Has FCA regulations changed the market?

Chapter 8: 

Recommended Action to be Taken – The Aftermath of the 2013 OFT Report



Comparing & Contrasting the 2013 & 2017 Payday Sector



An Overview of the Payday Lending Industry


In Chapter 1, we’ve compared the findings of the Office of Fair Trading in 2013 with a similar report prepared by the FCA in July 2017. The FCA’s report was titled ‘High-Cost Credit & Review of the High-Cost Short-Term Credit Price Cap’, FS 17/2. In this way, we’ve been able to give an overview of the payday lending industry in 2013 and 2017 (Ch.1). We consider:

  • The value, size, accessibility and composition of the sector,
  • The new business models in the payday loan industry.
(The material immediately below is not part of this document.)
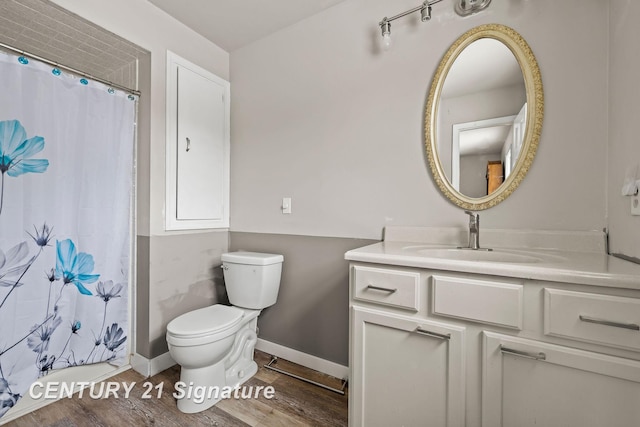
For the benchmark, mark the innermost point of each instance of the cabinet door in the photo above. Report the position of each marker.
(197, 147)
(529, 383)
(405, 372)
Although the FCA price cap was intended to restrict access to short-term loans, did you know there has also been a dramatic drop in loan applications? We attempt to explain what else has altered in the marketplace to explain this change.

How Far is Payday Lending a Properly Functioning Market?

In their original report, the OFT asked this rhetorical question to emphasise the poor business practices they’d observed in their investigations. However, it left us with a problem since the question remained: ‘What is a properly functioning market?’ Therefore, we chose ten characteristics of a market which works well and applied these definitions to the quick loans industry of 2013 and 2017 (Ch.7). By comparing the sector over the space of 4 years and from the viewpoint of how a proper market should function for firms, consumers and regulators, we were able to answer this question once and for all. Read our conclusions about this part of the evolution of payday loans in chapter 7.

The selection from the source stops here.